Zakochała się w żonatym. Jeździła po kryjomu pod blok ukochanego
1 sierpnia 2024 Natalia Siwiec świętuje swoje 41. urodziny. Świat po raz pierwszy usłyszał o niej 12 lat temu podczas mistrzostw Europy w piłce nożnej. Jej związek z Damianem Gorawskim wywołał wiele kontrowersji.
Natalia Siwiec, urodzona w 1983 roku w Wałbrzychu, w 2012 roku stała się międzynarodową sensacją. Zyskała ogromną popularność podczas mistrzostw Europy w piłce nożnej. Jej zdjęcia z trybun na stadionach obiegły media na całym świecie, a uśmiechnięta Polka szybko została okrzyknięta Miss Euro 2012.
Siwiec umiejętnie wykorzystała swoje pięć minut, przekuwając chwilową popularność w trwałą obecność w mediach. Weszła na scenę modelingu i show-biznesu z impetem, pojawiała się na licznych okładkach magazynów i uczestniczyła w programach telewizyjnych i na czerwonych dywanach.
"Jeden wielki cyrk"
Sławę przyniósł jej również związek z Damianem Gorawskim. W 2003 roku była partnerką piłkarza polskiej reprezentacji, który grał w tym okresie także w barwach Wisły Kraków. Często towarzyszyła ukochanemu w trakcie meczów i wspierała go na trybunach.

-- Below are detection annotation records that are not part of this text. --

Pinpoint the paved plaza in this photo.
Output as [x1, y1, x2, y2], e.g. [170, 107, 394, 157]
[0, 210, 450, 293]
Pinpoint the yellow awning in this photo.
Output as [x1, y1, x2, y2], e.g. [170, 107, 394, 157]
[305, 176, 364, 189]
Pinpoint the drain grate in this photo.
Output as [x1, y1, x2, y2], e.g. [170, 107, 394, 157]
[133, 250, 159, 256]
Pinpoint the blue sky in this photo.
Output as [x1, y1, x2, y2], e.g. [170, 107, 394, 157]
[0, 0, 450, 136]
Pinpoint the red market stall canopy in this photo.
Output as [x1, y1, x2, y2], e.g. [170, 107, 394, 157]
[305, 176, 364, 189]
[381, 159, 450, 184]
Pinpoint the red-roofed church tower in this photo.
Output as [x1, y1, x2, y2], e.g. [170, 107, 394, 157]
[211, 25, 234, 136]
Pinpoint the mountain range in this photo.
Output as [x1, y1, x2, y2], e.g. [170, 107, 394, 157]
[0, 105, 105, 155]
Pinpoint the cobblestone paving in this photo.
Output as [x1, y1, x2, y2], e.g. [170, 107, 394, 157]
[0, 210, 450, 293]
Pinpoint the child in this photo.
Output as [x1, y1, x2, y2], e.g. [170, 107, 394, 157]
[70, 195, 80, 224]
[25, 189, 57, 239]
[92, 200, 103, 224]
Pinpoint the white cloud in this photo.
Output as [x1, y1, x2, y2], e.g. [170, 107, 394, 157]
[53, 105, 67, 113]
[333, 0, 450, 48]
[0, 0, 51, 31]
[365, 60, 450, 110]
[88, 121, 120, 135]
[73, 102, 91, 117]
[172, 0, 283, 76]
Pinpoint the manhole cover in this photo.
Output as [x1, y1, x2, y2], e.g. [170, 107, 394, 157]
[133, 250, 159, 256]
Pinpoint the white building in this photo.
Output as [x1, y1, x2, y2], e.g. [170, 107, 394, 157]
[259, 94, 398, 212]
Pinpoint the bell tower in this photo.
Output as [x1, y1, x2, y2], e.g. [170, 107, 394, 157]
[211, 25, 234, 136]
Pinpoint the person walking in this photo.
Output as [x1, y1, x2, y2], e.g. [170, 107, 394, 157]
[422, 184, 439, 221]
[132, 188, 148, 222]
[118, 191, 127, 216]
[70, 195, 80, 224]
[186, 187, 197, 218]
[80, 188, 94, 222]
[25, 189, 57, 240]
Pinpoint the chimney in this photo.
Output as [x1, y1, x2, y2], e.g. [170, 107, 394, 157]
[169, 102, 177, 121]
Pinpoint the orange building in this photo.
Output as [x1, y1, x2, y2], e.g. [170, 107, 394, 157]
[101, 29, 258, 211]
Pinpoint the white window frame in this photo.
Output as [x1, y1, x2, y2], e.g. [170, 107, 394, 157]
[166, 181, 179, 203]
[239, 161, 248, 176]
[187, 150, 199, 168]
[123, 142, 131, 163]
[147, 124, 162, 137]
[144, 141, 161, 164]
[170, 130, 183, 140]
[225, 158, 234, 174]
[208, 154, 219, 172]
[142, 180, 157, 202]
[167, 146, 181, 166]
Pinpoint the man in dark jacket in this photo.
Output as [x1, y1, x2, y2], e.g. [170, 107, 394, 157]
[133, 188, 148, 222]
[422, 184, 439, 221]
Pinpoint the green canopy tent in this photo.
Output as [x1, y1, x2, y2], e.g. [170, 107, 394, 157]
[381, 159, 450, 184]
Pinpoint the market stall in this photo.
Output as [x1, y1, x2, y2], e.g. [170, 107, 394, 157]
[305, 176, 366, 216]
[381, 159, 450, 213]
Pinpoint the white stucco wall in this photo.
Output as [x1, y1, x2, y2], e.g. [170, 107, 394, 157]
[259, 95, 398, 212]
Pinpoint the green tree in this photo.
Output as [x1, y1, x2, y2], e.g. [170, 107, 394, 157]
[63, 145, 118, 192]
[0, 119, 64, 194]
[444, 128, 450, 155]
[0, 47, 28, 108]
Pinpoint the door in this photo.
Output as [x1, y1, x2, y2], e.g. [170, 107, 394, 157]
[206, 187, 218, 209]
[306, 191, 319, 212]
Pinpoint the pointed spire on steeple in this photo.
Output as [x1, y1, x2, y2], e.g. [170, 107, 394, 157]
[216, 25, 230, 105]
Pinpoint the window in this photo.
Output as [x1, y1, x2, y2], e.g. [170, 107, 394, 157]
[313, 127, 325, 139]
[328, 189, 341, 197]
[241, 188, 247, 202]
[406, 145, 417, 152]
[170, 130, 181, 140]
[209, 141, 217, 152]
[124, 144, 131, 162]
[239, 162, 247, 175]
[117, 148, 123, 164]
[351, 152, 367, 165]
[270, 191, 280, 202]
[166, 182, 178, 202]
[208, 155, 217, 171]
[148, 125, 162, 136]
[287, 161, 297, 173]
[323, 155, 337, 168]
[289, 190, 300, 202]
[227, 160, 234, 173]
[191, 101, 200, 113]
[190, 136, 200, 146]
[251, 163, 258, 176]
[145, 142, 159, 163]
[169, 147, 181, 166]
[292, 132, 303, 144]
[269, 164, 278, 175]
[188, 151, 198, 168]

Dalsza część artykułu pod materiałem wideo
Ich relacja zakończyła się w 2007 roku. Sportowiec przeniósł się do rosyjskiego klubu FK Moskwa, a czterech lat spędzonych z Siwiec nie wspominał najlepiej. W późniejszych wywiadach nie krył rozczarowania ich związkiem, zarzucając jej chęć zrobienia kariery kosztem jego popularności. W rozmowie z "Super Expressem" piłkarz mówił o ich relacji jako o "jednym wielkim cyrku" i przyznał, że sam uczestniczył w medialnym szumie, który towarzyszył ich związkowi.
"Chciała na moich plecach zrobić karierę, zaistnieć w mediach. Podobał mi się trochę ten szum, sam w tym uczestniczyłem, pozwoliłem na to. Teraz chcę się od tego odciąć, nie popełnię tych samych błędów".
Piłkarz zarzucał Siwiec, że chciała być z nim jedynie dla sławy.
"Dla Natalii najważniejsze było to, że spotyka się ze znanym piłkarzem, a jestem pewien, że moja obecna dziewczyna byłaby ze mną nawet wtedy, gdybym był hutnikiem albo górnikiem" - mówił wówczas tabloidowi.
Zakochała się w żonatym mężczyźnie
Natalia Siwiec jednak nie płakała długo po zakończonym związku. Wraz z Mariuszem Raduszewskim tworzą dziś jedną z popularniejszych par w polskim show-biznesie. Owocem tego uczucia jest pięcioletnia Mia - oczko w głowie rodziców.
Poznali się w 2002 roku na dyskotece po wyborach Miss Bałtyku. To ona wykazała jako pierwsza zainteresowanie, jednak informacja o tym, że Raduszewski ma żonę i dziecko ją zszokowała.
- Dwa i pół roku byłam zakochana. Opowiadałam obcym ludziom w pociągu moją historię. Zdarzało się, że podjeżdżałam pod blok Mariusza i patrzyłam czy świeci się światło. Miałam pomysł, żeby zrobić sobie z nim dziecko i nic mu nie powiedzieć – opowiadała Natalia Siwiec w rozmowie z Krzysztofem Ibiszem.
Modelka przez długi czas walczyła o jego zainteresowanie. - Miałam do niego pretensje. Powiedziałam mu, że stałam się przez niego człowiekiem bez uczuć. Zabił we mnie miłość - zdradziła modelka w rozmowie dla Polsat Cafe.
Wszystko zmieniło się, gdy Raduszewski podjął decyzję o rozstaniu z żoną. Wyjechali razem do Vegas, gdzie wzięli ślub.
- To był ślub niezaplanowany. W czwartek zaplanowaliśmy nasz wylot do Vegas, tak sobie siedzę i mówię: "Mariusz, przecież zawsze moim marzeniem, jak byłam małą dziewczynką, było wzięcie ślubu w Vegas" - powiedziała modelka Izabeli Janachowskiej.